His confidence that she would succeed, but also his knowledge, just as sure and certain, that he’d hold her like this even if she didn’t.
“But what if it does work? What if you get to write a book that your grandfather would have loved to read?”
“He wasn’t a big reader.”
“Okay, what if you write a book, and it’s a bestseller, and then someone turns it into a musical that your grandfather would have loved to watch?”
She smiled, and the sight of her cheeks, cradled in his hands and lifting into a smile against the pads of his fingers made him want to be a photographer or a painter so he could capture it forever. “Would you watch it?”
“I think we’ve established that for you, I’ll watch a musical. And if it’s your musical, I’ll be in the front row every night.”
She raised a skeptical brow but said nothing.
“Well, not every night,” he corrected himself. “Every night I’m not performing.”
“Still,” she said, lifting a hand and placing it over his own. She swallowed, but held his eyes, her gaze somehow direct and deeply vulnerable. “You must really like me.”
He huffed a quiet laugh, his lips mere inches from hers. “Yeah, Ivy. I really like you.”
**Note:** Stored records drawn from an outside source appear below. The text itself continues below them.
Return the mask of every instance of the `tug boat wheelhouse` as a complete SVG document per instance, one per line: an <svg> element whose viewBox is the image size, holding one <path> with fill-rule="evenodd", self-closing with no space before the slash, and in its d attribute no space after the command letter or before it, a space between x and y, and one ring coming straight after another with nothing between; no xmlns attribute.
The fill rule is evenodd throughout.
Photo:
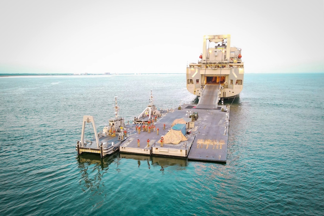
<svg viewBox="0 0 324 216"><path fill-rule="evenodd" d="M243 87L241 49L230 47L230 35L206 35L198 63L187 68L187 88L199 97L208 85L218 85L219 100L238 97Z"/></svg>

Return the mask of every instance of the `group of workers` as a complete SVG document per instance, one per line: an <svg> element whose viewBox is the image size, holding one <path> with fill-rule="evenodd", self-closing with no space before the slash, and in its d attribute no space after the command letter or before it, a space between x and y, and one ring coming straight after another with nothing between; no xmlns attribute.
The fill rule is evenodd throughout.
<svg viewBox="0 0 324 216"><path fill-rule="evenodd" d="M156 117L155 117L155 119L156 120ZM156 135L158 135L159 130L159 128L158 127L156 127L156 126L155 125L154 125L154 120L153 119L152 123L151 123L151 121L149 120L148 121L147 123L145 123L143 121L142 122L143 124L140 124L138 125L136 125L135 126L135 130L139 134L141 134L141 131L146 131L148 133L150 133L151 131L154 130L154 132L155 132L156 131ZM165 124L163 124L163 130L165 130ZM147 142L147 147L149 147L150 146L149 139L148 139L146 141ZM160 141L161 142L161 147L163 147L164 142L163 136L161 137L160 140ZM137 139L137 147L140 147L140 140L139 139Z"/></svg>

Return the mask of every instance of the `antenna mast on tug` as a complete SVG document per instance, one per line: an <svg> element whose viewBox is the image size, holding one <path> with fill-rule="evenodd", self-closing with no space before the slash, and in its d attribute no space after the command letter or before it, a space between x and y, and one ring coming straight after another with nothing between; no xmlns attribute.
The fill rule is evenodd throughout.
<svg viewBox="0 0 324 216"><path fill-rule="evenodd" d="M153 94L152 93L152 89L150 89L151 90L151 96L150 97L150 104L153 105Z"/></svg>
<svg viewBox="0 0 324 216"><path fill-rule="evenodd" d="M118 117L118 111L119 111L119 108L117 104L117 96L115 96L115 114L116 115L116 117L117 119Z"/></svg>

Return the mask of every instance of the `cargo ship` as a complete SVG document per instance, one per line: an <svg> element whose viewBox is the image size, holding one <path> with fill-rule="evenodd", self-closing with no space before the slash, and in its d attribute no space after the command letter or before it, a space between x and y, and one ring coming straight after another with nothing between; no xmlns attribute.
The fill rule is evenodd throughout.
<svg viewBox="0 0 324 216"><path fill-rule="evenodd" d="M241 49L231 47L230 35L205 35L202 43L199 61L187 67L188 91L199 97L204 92L217 91L218 102L237 97L244 76Z"/></svg>

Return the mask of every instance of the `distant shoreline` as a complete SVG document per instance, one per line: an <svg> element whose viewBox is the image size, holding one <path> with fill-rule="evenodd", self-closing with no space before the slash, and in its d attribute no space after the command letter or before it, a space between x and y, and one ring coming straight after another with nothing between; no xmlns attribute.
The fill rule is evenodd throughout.
<svg viewBox="0 0 324 216"><path fill-rule="evenodd" d="M11 76L89 76L89 75L103 75L110 76L111 75L143 75L146 74L181 74L184 73L142 73L138 74L132 73L123 73L104 74L0 74L0 77L8 77Z"/></svg>

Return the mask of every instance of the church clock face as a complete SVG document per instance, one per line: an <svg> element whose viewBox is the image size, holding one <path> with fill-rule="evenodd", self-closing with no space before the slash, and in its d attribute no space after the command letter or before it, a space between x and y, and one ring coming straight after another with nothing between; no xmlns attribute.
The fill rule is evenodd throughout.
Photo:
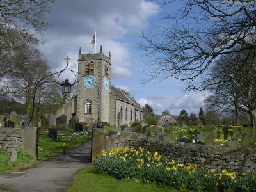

Something deep in his chest pulled at him, protesting at the inadequacy of the words, but he ignored it.
For now, he pressed another kiss to her nose.
Then another to her cheek, an inch from her mouth.
When she moved and her lips found his, he held himself still, letting himself feel every minute movement of her mouth against his.
Letting her tell him what she wanted. He knew what he wanted.
He wanted to give Ivy whatever she needed from him.
Yes, he’d sit through a musical every night.
He’d find the city’s best bagels and bring her one every morning so she could write her book on a full stomach.
He’d tell her all his secrets, all his upsetting stories and his ugly thoughts.
He’d go tell them to a professional, too, because he didn’t want Ivy to be the only one who knew them, and he didn’t want them to have so much power over him.
Ivy’s lips parted and her tongue traced the seam of his lips.
He opened for her, swallowing her sigh as her tongue found his.
He slid one hand into her hair, tracing the fingertips of the other hand lighting down over her jaw, then down her neck.
Another sigh as he brushed them over her collarbone, and she deepened the kiss, claiming his mouth and making heat pool and pulse in his cock.
She shifted against the couch, and as if that were a musical cue for a phrase of choreography they’d created together, he slid his hand to her waist and hauled her towards him, turning his body so his back was against the cushions.
A moment and one fluid movement later, she was straddling him, her hips flush with his and the join of her thighs pressed against his growing erection.
Her mouth hadn’t once left his, but now that she was on top of him, he broke the kiss, relishing the small sound of protest that escaped her as he pulled away.
Slowly he traced the same path with his lips that his fingers had taken, tasting the skin beneath her jaw, nipping at the tender skin at the side of her throat, moistening his lips and brushing them lightly along her collarbone.
She shivered and lifted her chin, giving him more access to her throat and those strong, triangular muscles that connected her neck and her shoulders, but a few centimeters below her collarbone, he was thwarted by the neckline of the modest black dress she’d worn to the performance.
He looked down, enjoying the stretch of thighs that had been exposed when she straddled him and the hem rode up.
It was a perfectly nice dress. But he needed her out of it, now.